Gary Sheffield--maybe not the most reliable source, but a source nonetheless--has said he used to work out with Bonds, and he works really hard in the weight room and to keep in shape. He followed up that comment with something to the effect of "Now, Sosa ... draw your own conclusions there" (with a wink, wink, nudge, nudge).

Bonds' size increase does, in fact, look more like the result of what Sheffield is talking about, while Sham-Me ... well, like Sheffield said, "draw your own conclusions there" (shrunken head).

I love watching Bonds, though. I can understand why some people hate him (attitude), but anyone who says he isn't fun to watch play the game either doesn't know anything about the game or is blinded by bias.

i've actually heard many accounts of how bonds works out 8 hours a day during the offseason, running mile after mile and spending hours in the weightroom.

combine that with the fact that he's a natural athlete who in college and high school probably never had to work out a day in his life, who when he came into the majors, conditioning and weight training was just starting to be a major part of the sport(a la jose cannnnnseco)...and it's perfectly plausible that he would make all those gains...after all he was always a power hitter, a perennial 30/30 man when 30 was still relatively impressive.

now sammy on the other hand...

Hokiesox
08-22-2003, 10:23 AM
I must say when I started reading this I thought, "Why does anyone like him?" Personally, I can't stand him, I can't stand his comments or his pompous attitude.
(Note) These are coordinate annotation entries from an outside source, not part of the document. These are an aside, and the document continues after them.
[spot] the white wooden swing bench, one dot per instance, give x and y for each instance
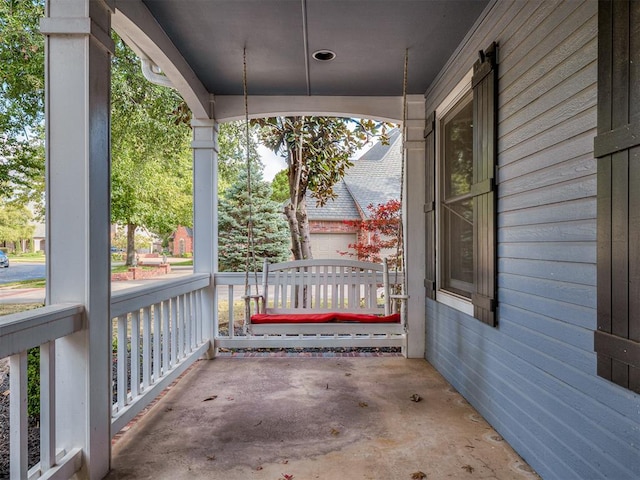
(327, 303)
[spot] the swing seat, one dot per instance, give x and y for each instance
(324, 297)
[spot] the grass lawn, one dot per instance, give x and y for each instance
(9, 308)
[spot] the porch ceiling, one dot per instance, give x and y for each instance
(369, 38)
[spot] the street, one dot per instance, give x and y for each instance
(18, 272)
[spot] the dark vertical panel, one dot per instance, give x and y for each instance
(430, 202)
(618, 151)
(483, 189)
(620, 72)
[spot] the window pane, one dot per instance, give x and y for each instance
(456, 204)
(458, 261)
(458, 149)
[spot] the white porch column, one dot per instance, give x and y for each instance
(205, 215)
(77, 66)
(414, 226)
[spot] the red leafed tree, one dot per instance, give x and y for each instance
(377, 233)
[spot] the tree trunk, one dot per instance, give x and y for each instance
(294, 231)
(131, 245)
(304, 230)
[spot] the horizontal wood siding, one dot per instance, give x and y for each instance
(534, 377)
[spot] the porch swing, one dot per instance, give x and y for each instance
(331, 300)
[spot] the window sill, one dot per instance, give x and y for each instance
(457, 302)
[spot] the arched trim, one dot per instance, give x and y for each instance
(137, 27)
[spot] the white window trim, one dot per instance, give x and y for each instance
(448, 298)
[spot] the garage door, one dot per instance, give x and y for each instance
(327, 245)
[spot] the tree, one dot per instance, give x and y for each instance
(151, 156)
(268, 225)
(21, 100)
(15, 225)
(318, 152)
(280, 187)
(381, 228)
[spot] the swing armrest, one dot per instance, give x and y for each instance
(258, 302)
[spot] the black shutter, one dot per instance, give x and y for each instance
(430, 205)
(617, 148)
(485, 93)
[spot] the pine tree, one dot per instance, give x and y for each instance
(270, 231)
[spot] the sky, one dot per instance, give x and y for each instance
(272, 163)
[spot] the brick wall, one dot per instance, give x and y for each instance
(182, 242)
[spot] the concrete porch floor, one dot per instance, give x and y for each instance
(313, 418)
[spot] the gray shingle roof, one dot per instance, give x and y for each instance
(342, 207)
(373, 179)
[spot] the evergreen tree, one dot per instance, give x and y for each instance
(270, 230)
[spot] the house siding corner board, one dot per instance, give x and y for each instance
(534, 377)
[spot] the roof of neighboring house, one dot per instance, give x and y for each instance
(188, 230)
(374, 179)
(340, 208)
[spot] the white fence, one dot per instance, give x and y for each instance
(158, 332)
(19, 333)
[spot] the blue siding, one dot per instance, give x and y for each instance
(534, 376)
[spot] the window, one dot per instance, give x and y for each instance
(455, 198)
(460, 143)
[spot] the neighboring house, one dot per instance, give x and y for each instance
(39, 237)
(373, 179)
(181, 242)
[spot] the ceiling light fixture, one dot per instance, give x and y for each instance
(324, 55)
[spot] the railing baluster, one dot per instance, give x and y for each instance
(198, 294)
(18, 455)
(135, 354)
(231, 312)
(166, 337)
(122, 361)
(47, 405)
(174, 331)
(181, 327)
(157, 335)
(146, 348)
(189, 321)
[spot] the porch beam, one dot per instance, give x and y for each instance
(231, 107)
(140, 30)
(77, 76)
(205, 217)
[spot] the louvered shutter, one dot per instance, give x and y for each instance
(430, 205)
(617, 148)
(485, 91)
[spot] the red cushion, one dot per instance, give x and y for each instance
(292, 318)
(366, 318)
(260, 318)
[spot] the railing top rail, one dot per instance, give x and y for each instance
(126, 301)
(326, 262)
(24, 330)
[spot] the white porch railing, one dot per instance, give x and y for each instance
(158, 332)
(230, 287)
(20, 332)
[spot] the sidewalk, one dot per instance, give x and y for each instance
(37, 295)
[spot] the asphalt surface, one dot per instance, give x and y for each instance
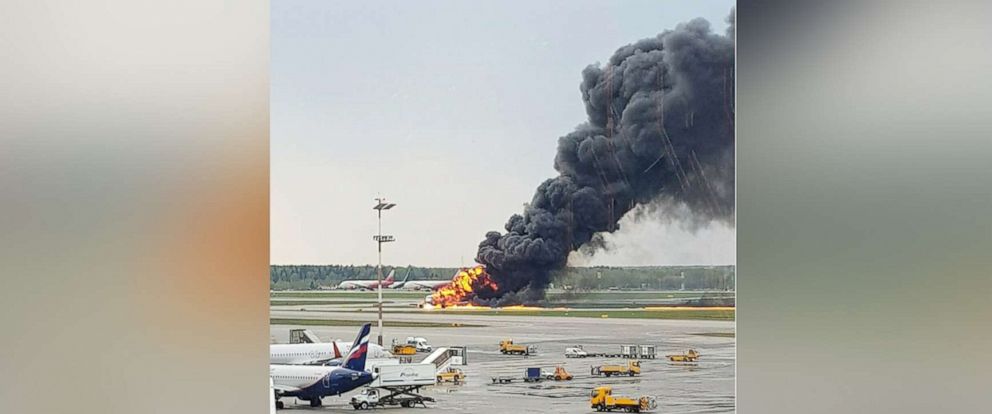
(706, 386)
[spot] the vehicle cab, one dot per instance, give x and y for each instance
(368, 397)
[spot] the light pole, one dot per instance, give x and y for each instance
(380, 238)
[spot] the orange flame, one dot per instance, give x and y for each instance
(462, 287)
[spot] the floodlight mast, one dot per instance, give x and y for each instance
(380, 238)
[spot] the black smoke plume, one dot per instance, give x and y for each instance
(660, 131)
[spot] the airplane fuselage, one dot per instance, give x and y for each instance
(309, 382)
(301, 354)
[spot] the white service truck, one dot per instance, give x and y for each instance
(575, 352)
(396, 385)
(420, 343)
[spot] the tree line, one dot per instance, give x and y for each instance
(304, 277)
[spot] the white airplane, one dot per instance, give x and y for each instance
(424, 284)
(367, 284)
(311, 383)
(323, 353)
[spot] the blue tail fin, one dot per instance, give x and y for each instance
(359, 350)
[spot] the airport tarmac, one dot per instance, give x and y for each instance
(703, 387)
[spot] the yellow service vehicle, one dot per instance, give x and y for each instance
(690, 356)
(632, 368)
(506, 346)
(603, 400)
(404, 349)
(454, 375)
(561, 374)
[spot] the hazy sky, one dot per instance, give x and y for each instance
(452, 110)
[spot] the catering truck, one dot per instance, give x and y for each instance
(396, 385)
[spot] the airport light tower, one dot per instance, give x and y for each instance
(380, 238)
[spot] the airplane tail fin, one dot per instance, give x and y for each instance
(359, 350)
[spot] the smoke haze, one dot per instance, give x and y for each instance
(659, 134)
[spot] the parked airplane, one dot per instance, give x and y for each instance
(321, 353)
(312, 383)
(367, 284)
(400, 284)
(424, 284)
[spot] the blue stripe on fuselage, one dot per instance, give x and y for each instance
(338, 381)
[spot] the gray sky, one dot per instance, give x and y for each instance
(431, 104)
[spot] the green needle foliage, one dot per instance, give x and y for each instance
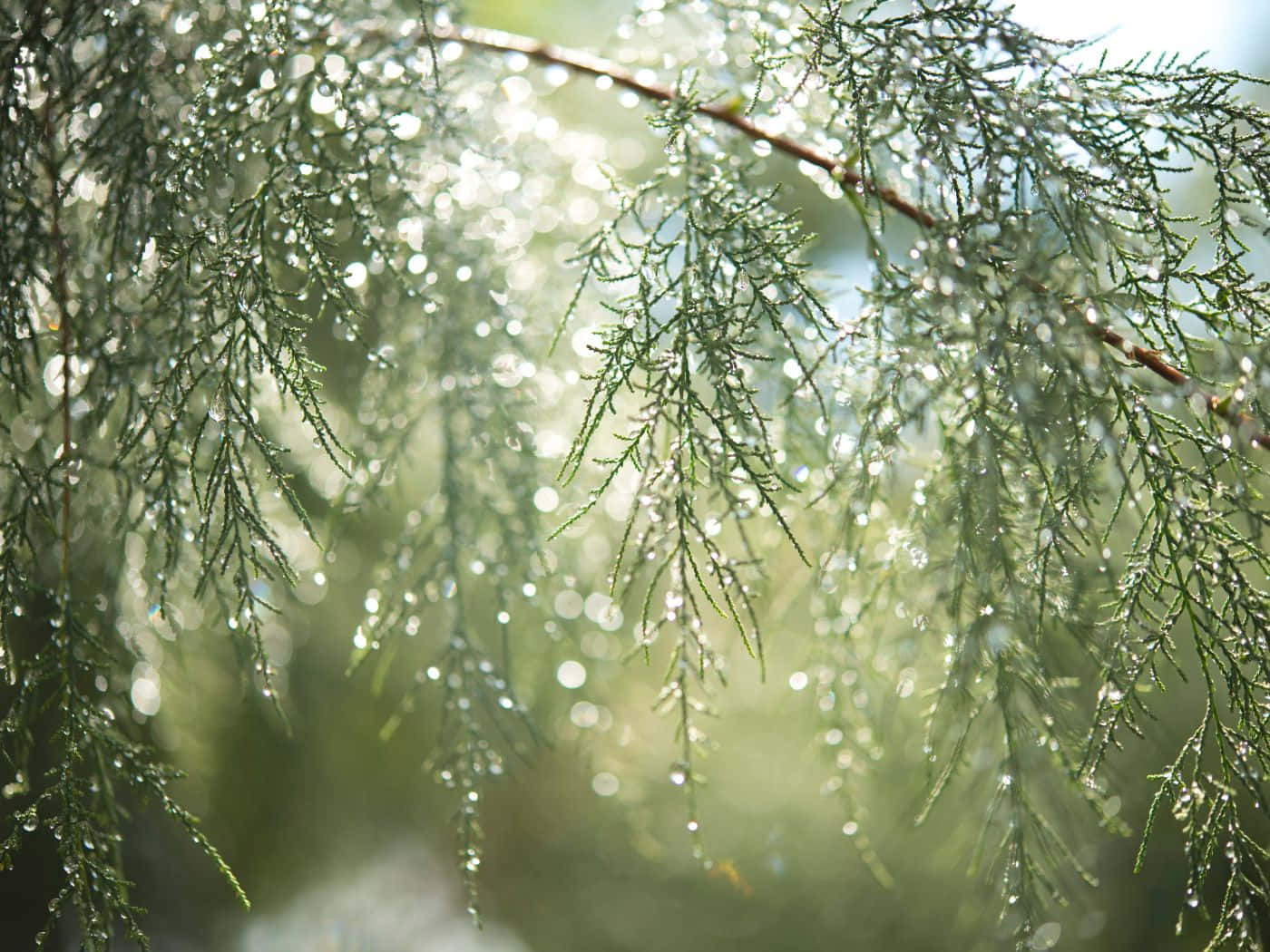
(1022, 460)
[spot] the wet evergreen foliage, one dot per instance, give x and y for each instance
(1031, 438)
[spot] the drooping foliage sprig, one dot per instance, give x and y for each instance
(1044, 400)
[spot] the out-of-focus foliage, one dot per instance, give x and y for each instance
(343, 339)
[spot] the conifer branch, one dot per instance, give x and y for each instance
(61, 298)
(840, 170)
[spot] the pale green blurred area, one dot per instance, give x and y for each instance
(346, 844)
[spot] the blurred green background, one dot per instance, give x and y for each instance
(346, 844)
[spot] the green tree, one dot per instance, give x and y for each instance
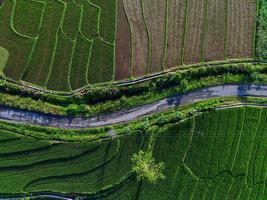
(146, 168)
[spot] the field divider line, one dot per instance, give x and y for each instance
(249, 163)
(71, 61)
(204, 31)
(75, 45)
(231, 184)
(194, 176)
(194, 190)
(226, 30)
(183, 186)
(220, 185)
(35, 42)
(191, 139)
(55, 45)
(115, 37)
(148, 36)
(88, 62)
(225, 136)
(214, 142)
(12, 23)
(185, 31)
(238, 142)
(79, 173)
(131, 37)
(98, 16)
(256, 28)
(88, 40)
(166, 34)
(76, 3)
(265, 175)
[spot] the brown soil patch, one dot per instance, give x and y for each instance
(176, 23)
(155, 12)
(195, 31)
(123, 45)
(215, 34)
(139, 37)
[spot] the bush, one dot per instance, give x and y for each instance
(146, 168)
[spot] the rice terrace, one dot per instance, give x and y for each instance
(133, 99)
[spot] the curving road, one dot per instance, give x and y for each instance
(22, 116)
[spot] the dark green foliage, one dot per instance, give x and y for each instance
(262, 31)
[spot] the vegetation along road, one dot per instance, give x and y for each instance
(42, 119)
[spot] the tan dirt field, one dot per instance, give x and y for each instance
(214, 48)
(155, 12)
(240, 32)
(139, 37)
(123, 45)
(176, 23)
(195, 29)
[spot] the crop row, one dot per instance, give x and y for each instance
(172, 33)
(216, 155)
(42, 165)
(65, 46)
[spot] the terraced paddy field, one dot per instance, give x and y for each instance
(220, 154)
(64, 45)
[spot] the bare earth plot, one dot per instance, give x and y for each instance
(189, 31)
(69, 44)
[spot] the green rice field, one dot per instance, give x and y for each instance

I won't deny he's a great player, but I'd rather not watch him. Not only is he in the other League, he can't beat the Cubs on a regular divisional basis. I'd rather watch the Orioles lose more and more out here, and boy is that funny!

:gulp: :bandance:

Procol Harum
08-22-2003, 10:26 AM
In addition to Bonds heavy workout regime--which I don't doubt--it is also strongly suggested by many in the know that he has benefitted from something which our friend Shammy has also used to his advantage (Bonds being the chief suspect as the guy whose hat size mysteriously increased a couple of sizes in the mid-90s). One could just as easily ask what might Ruth be able to do today had he known something about nutrition and training and also poked himself in the butt with a syringe loaded with 'roids? Bonds is a great player and he has really honed his game to a new level--as MRKARNO pointed out, if you throw him a pitch in the strike zone it's likely toast. But, I think it's pretty clear his game has been chemically-enhanced over the last several years as has that of other notables like Shammy and McGwire-d.

Exactly what do you mean by a "disparity of talent at pitcher" during Ruth's time? And speaking of juiced balls....?

fquaye149
08-22-2003, 11:10 AM
disparity of pitching means just that...there were a few great pitchers and many average pitchers. while it's true that ruth might have been more fit, it is unlikely he would have been as prolific with his swing in the era of pitchers who study weaknesses and watch game tape with a swing like his.

also, it's been widely speculated that juiced balls are being used now, but it's impossible to pinpoint when this change took place. it could just as easily be many other things as well, including steroids and player conditioning.

on the other hand, after the 1919 season, it is almost accepted that a juiced, or live ball was introduced, one of the reasons given for why the "black sox" might not have succeeded in future seasons had they not been removed from baseball.

meanwhile while it's not clear, it's certainly possible that bonds is chemically "enhanced." however so are many pitchers. not to justify it, but pitching is much faster now than it was in ruth's day as well. you might say we don't know that for sure, but let's be realistic. as late as 1989 95.0 miles per hour was considered one of the top 10 fastest pitches ever recorded. now there is at least one pitcher on every staff who can hit that on a regular basis. you may say that pitchers in 1920 and the like coudl hit 95 easily. i won't dispute that. but i find it unlikely that so many pitchers in the league could.